Les vitraux les plus anciens sont ordinairement composés de médaillons circulaires, trilobés ou elliptiques, comprenant des sujets bibliques ou légendaires. Il y a aussi de grandes figures, mais beaucoup moins que dans l’époque suivante. Les contours sont indiqués soit par la baguette de plomb, soit par un linéament noir; les ombres sont inconnues.

La période ogivale fut éminemment favorable à la peinture des vitraux. Dans l’époque romane, les percées étaient rares et étroites, tandis que les grandes fenêtres ogivales, avec les riches couleurs de leurs verrières, produisaient sous l’action de la lumière comme un scintillement de pierres précieuses, qui se mariait avec l’or des ornements intérieurs et les teintes variées des dalles du pavage.

Dans le XIVe siècle, les grandes figures commencent à prévaloir, tandis que les angles de l’ogive s’enrichissent de petits sujets, de chérubins, de fleurons. Aux pieds des saints, on place généralement les armoiries des donateurs de vitraux.

Au XVe siècle, le dessin devient beaucoup plus correct, et les détails sont souvent traités avec une extrême délicatesse. Mais la couleur perd beaucoup de sa richesse, et l’effet est loin d’avoir la même puissance. A partir du XVIe, la perspective s’introduit et les figures sont modelées comme dans les tableaux; les teintes plates de l’ancien art décoratif ont complétement disparu.
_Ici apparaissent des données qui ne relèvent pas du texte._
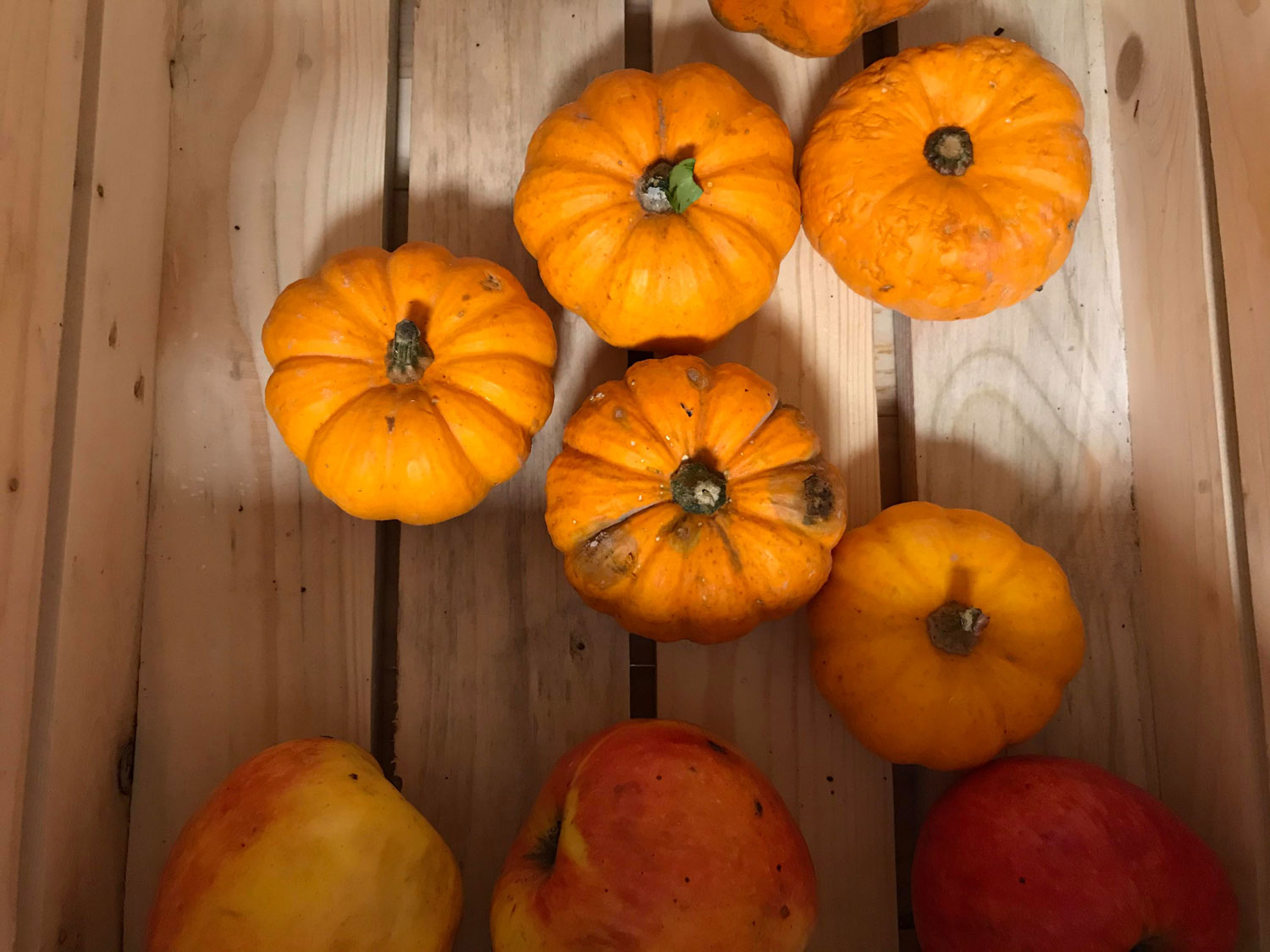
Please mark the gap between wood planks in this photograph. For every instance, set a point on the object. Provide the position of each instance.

Fig. 33.–Saint Sylvestre; pape.

La cathédrale de Strasbourg suffirait pour faire une histoire des vitraux, depuis le XIIe jusqu’à la fin du XVe siècle. Ceux des galeries supérieures de la nef représentent les ancêtres de Jésus-Christ, avec les images des saints et des martyrs. Les scènes de l’histoire biblique, le Jugement dernier, la Jérusalem céleste, la Naissance de Jésus-Christ, les mages, les empereurs chrétiens, forment une splendide décoration en verre.

Un certain nombre de ces vitraux sont fort anciens: ce sont, pour la plupart, des grandes figures en pied de saints (fig. 33), de chevaliers martyrs et d’empereurs (fig. 34), d’un effet imposant et d’une rare beauté d’exécution. De la même époque sont aussi les deux grandes roses du croisillon méridional.
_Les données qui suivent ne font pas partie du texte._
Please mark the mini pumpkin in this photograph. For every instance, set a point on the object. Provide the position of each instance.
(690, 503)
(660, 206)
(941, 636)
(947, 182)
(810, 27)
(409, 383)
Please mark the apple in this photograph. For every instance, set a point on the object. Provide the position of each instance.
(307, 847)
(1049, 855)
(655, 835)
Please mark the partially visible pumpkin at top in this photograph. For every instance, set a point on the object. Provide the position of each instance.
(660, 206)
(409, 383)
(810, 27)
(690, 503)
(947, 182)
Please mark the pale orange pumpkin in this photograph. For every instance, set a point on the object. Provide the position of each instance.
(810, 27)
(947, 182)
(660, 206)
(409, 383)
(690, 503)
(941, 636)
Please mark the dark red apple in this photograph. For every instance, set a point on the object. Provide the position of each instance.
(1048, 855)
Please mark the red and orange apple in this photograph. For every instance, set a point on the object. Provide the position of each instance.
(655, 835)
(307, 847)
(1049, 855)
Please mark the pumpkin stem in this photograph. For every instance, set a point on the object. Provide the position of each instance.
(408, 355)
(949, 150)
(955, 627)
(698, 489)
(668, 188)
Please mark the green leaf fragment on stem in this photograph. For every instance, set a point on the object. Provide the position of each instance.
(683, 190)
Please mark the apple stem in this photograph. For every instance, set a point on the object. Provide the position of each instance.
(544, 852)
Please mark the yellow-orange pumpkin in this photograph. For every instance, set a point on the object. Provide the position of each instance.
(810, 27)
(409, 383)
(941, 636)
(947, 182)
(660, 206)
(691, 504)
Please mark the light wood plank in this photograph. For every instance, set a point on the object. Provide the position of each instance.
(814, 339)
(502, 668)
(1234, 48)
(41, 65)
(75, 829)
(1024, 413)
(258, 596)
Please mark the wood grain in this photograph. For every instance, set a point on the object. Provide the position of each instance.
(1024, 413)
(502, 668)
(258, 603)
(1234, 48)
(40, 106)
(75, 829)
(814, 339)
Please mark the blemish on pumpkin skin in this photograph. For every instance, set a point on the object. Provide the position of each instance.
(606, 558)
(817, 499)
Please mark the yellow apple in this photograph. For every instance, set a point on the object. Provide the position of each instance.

Fig. 34.–L’Empereur Henri II, l’Oiseleur.

Les vitraux de Strasbourg avaient une célébrité européenne, et les habitants de la cité en parlaient avec un légitime orgueil. Dans la nuit du25au26août1870, les Allemands, sans parvenir à les détruire entièrement, en ont saccagé une grande partie. Ceux de la partie supérieure ont particulièrement souffert. Les bombes dirigées sur la cathédrale entraient par les vitraux du côté du nord et ressortaient par ceux de l’autre côté. L’incendie, dont les flammes sortaient du toit percé d’obus et s’élevaient à une hauteur énorme, a achevé de briser ce que les bombes n’avaient pas atteint. Les vitraux du bas ont moins souffert, étant en partie préservés par les constructions voisines.
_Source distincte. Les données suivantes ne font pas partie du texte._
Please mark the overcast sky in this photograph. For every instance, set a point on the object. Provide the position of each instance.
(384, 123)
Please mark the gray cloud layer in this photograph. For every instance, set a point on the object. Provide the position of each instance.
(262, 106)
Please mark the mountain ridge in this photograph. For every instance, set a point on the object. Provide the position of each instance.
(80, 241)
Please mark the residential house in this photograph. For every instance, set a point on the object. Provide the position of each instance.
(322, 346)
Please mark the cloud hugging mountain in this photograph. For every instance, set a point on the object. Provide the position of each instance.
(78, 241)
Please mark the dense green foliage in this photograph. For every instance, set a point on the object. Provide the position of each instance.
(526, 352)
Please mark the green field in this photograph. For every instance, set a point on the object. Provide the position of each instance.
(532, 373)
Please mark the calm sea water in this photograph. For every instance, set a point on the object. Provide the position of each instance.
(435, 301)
Plusieurs autres églises de la contrée possèdent d’admirables vitraux dont la description nous entraînerait trop loin. Ces verreries gigantesques, destinées à l’instruction de la sainte plèbe de Dieu, comme disent d’anciennes inscriptions, forment une des plus grandes richesses artistiques de l’Alsace, et peu de provinces sont aussi magnifiquement dotées. Mais, comme dans tous les arts du moyen âge, les auteurs de ces chefs-d’œuvre nous sont généralement inconnus, et bien peu de noms parmi eux sont parvenus jusqu’à nous.

Jean de Kircheim est le plus ancien peintre verrier de l’Alsace qui ait acquis de la célébrité. On lui a quelquefois attribué l’ensemble des grandes verrières de la cathédrale de Strasbourg, erreur manifeste, puisqu’elles appartiennent à des époques différentes; mais la série des apôtres qui décore la chapelle Sainte-Catherine, dans cette église, paraît être bien positivement son ouvrage. Il vivait au milieu du XIVe siècle.